Prashanth K Srinivasan
Professor (H)
Room No.204
Email:
pras [ AT ] tifrbng [ DOT ] res [ DOT ] in
Office Phone:
+91 80 6695-3746
Research Interests
- Variational Methods
- Partial Differential Equations of Elliptic type
A brief description of research work
My major interest has been in the area of semi(quasi)linear elliptic equations, especially those involving critical growth nonlinearities. I have used techniques in Calculus of variations, regularity theory and geometric measure theory in my works. Broadly, my work has fallen under the following topics:
- Nonexistence Theorems and Blow-up analysis of Palais-Smale sequences for critical nonlinearity in \(\mathbb{R}^2\)
- Strong Comparison Principle for solutions of quasilinear equations
- Multiple solutions for \( p \)-Laplace equation in a ball
- Uniqueness of least energy solutions to the critical Neumann problem in \(\mathbb{R}^N \) , \( N ≥ 4 \)
- Perturbed Scalar curvature problem on \(\mathbb{S} ^ 2\) and the Perturbed \(Q\)-curvature problem on \( \mathbb{S}^N \); exact multiplicity result for the perturbed scalar curvature problem on \(\mathbb{S} ^N \) .

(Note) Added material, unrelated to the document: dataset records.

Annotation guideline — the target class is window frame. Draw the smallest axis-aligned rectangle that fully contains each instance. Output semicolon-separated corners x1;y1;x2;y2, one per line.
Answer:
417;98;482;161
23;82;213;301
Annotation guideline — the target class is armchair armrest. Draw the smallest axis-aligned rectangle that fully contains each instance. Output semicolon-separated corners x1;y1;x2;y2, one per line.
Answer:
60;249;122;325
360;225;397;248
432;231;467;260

- Multiplicity results for exponential nonlinearities with a concave perturbation and convex-concave/singular type nonlinearities
- Simplicity of the principal eigenvalues obtained as Rayleigh quotient minima
- Isolated singularity for exponential type problems in two dimensions
- Sobolev versus smooth minimisers
- Bifurcation analysis for elliptic equations with a singular type nonlinearitiy
- Critical/subcritical classification of non-negative Schrodinger operators with singular potentials.